External tables are used to read data from files or write data to files in Azure Storage. With Synapse SQL, one may use external tables for the purpose of reading external data using a dedicated SQL pool or serverless SQL pool.
The major applications of External tables in dedicated SQL pool and serverless SQL pool are:
- Querying Azure Blob Storage and Azure Data Lake Gen2 with Transact-SQL statements
- Storing query results to files in Azure Blob Storage or Azure Data Lake Storage using CETAS
- Importing data from Azure Blob Storage and Azure Data Lake Storage and store it in a dedicated SQL
Azure Synapse Analytics allows people to read Parquet files that are stored in the Azure Data Lake by making use of high-performance Parquet readers and T-SQL language. The prime characteristic of such high-performance Parquet readers is that they use native (C++) code to read Parquet files, as opposed to existing Polybase Parquet reader technology that leverages the Java code. Such native readers tend to be introduced in the serverless SQL pools in Azure Synapse Analytics workspaces. This native technology used in the serverless SQL pools has demonstrated superior performance in comparison to the existing Polybase external table in the dedicated SQL pools, in several experiments. One can even avail this native technology for reading Parquet files now in the dedicated SQL pools. One can create external tables that use native code to read Parquet files in the dedicated Pools in Azure Synapse Analytics, and subsequently, enhance the performance of their queries that access external Parquet files.
How does this new technology help people?
- Before: One could have only used Polybase TYPE=HADOOP external tables to read the Parquet files with the dedicated SQL pools. Based on the Java code, Polybase TYPE=HADOOP tables do not always meet the performance expectations. In many cases, Java data structures additionally have to be converted to the native structures.
- Now: Apart from the Polybase TYPE=HADOOP external tables, one may also use a new type of native external tables that are much faster. Delivering superior performance, native external tables are implemented with the usage of native code. The new native tables and the existing Polybase TYPE=HADOOP external tables can be used on the same dedicated pool. It is even possible to enjoy a 10x better performance while accessing external Parquet files just by removing the TYPE option from the external data source.
Hadoop vs native external tables
In dedicated SQL pools one can use two types of tables:
- Hadoop external tables: The Java technology is used in the Polybase Hadoop external table for reading external Parquet files. This is a widely used and available technology.
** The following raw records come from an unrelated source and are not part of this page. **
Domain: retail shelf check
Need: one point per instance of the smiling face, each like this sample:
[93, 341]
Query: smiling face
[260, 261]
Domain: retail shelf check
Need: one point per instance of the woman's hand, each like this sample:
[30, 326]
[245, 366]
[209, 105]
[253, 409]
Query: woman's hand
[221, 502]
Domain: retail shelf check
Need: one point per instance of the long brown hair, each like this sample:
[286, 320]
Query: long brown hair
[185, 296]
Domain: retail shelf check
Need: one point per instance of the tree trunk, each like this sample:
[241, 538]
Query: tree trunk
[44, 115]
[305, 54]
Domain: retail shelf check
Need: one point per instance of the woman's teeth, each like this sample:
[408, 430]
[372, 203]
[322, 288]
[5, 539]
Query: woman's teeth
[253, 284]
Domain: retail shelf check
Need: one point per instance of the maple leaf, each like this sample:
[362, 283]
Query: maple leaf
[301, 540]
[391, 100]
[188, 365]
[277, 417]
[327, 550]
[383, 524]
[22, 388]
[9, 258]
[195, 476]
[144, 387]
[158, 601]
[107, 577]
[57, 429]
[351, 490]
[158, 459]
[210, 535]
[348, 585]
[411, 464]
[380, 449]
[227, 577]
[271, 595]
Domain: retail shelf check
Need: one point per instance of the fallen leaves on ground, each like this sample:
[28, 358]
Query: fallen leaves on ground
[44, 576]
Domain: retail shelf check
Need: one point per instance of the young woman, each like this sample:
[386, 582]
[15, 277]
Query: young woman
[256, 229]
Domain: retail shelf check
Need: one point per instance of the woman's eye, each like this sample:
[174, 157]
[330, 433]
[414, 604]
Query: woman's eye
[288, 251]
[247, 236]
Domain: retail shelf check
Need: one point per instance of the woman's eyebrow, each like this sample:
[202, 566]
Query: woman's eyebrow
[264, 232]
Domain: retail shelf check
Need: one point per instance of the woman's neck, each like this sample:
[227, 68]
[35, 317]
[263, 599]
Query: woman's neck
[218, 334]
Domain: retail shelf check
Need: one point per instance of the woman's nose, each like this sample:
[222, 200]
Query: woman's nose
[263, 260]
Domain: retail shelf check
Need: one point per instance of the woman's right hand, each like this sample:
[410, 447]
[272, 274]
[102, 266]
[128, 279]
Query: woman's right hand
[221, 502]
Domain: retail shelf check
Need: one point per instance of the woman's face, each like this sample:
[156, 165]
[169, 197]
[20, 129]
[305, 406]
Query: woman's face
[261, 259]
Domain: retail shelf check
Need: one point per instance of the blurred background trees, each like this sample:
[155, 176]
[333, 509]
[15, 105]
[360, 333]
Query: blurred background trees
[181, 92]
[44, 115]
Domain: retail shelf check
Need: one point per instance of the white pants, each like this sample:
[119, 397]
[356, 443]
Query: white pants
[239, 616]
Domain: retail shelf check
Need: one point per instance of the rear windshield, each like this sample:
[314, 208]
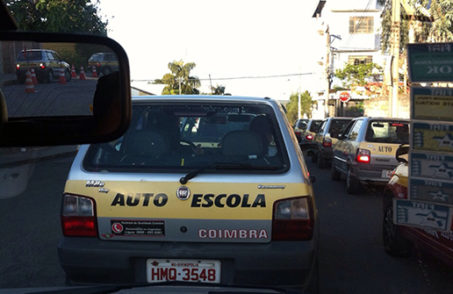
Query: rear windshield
[395, 132]
[29, 55]
[315, 125]
[302, 124]
[180, 137]
[337, 125]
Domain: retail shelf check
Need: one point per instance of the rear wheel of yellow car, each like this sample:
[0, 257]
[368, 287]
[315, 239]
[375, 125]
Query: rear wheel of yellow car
[394, 243]
[352, 184]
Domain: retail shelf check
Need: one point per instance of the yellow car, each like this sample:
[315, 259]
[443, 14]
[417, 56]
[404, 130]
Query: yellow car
[208, 189]
[365, 151]
[104, 62]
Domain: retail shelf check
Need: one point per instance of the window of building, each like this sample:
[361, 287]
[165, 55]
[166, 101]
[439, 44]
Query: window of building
[355, 59]
[361, 24]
- Native external tables: Currently gated in the public purview, these new external tables use the native Parquet readers
The only syntax difference among these two table types are the external data source definitions:
- In case people want to use the existing Hadoop external tables, they would be required to create an external data source with the TYPE=HADOOP option.
- If they want to use the new native external tables to create an external data source, then it can be done without the TYPE option.
The syntax for the external tables is the same in both the situations. One just has to create an external table on top of the data source that they have created with or without the TYPE option. The external table will use native code or Java code on the basis of the TYPE attribute in the underlying EXTERNAL DATA SOURCE object.
On the whole, one should try to use native external tables in the dedicated SQL pools in Azure Synapse analytics to boost the performance of their queries that use the external tables on top of Parquet files.